I support these findings. Enabling more professionals to prescribe, increasing the competence of existing prescribers, improving access to digital records and ensuring that pharmacies are stocked will all improve patients’ access to palliative medicines.

But we need a multi-pronged approach to meet the challenge. One option is anticipatory prescribing (GPs prescribe medicines ahead of time and community nurses are authorised to deliver them when necessary). Another is ‘Just in Case’ boxes (containing four standard drugs, left at the patient’s home to be used when needed). These are well-known and well-used solutions, not for every patient but for many, especially those with cancer, whose symptoms in the last days can be predicted. And pharmacists’ out of hours rotas need to be widely known.

Keri Thomas, National Clinical Lead, Gold Standard Framework for End of Life Care and Honorary Professor, End of Life Care, University of Birmingham 

Retired nurse specialist 

A national debate on assisted dying has reignited and will inevitably turn a spotlight on palliative care services. This research is a timely reminder of the need to revisit the End of Life Care Strategy and NICE guidelines for adult palliative care. 

With an ageing population, and more acceptance of end of life planning, there is a growing need for non-medical prescribers in the community. This requires greater access to training and support. We need to see more primary care-based pharmacists and improved, ongoing training for all healthcare professionals in end of life care, using the Gold Standard Framework and other initiatives. Extending access to online records and improving communications about current information on out of hours access to medication is vital for all.

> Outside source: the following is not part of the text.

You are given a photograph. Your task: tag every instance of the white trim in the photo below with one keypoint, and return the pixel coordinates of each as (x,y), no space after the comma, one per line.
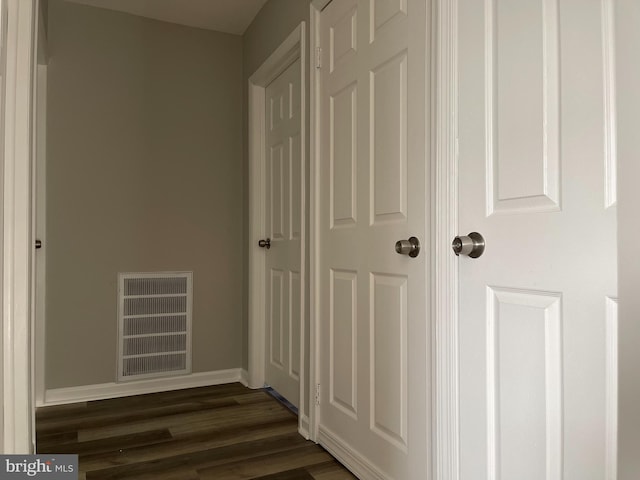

Local commissioning by Integrated Care Systems should address gaps in service and aim to reduce the resulting health inequalities.

Sheila Markham, Retired Clinical Nurse Specialist in Palliative Care, Nottingham 


This study raises awareness of gaps in service provision surrounding access to palliative care medicines. The findings are of immense value to all healthcare professionals involved in palliative care.

The lack of confidence about prescribing end of life medicines was interesting and may indicate poor training. A lack of confidence can cause professionals to avoid prescribing these medicines, which would make the problem of access worse. 

This research may motivate more nurses and pharmacists to become independent prescribers and provide support to patients and carers at a time when, arguably, they need the most support and intervention in their lives. 

The perspectives of patients and family caregivers are critical. In my experience, carers and patients at the end of life experience immense frustration, isolation, and helplessness. This should be explored, understood, and used to inform the development of services around them.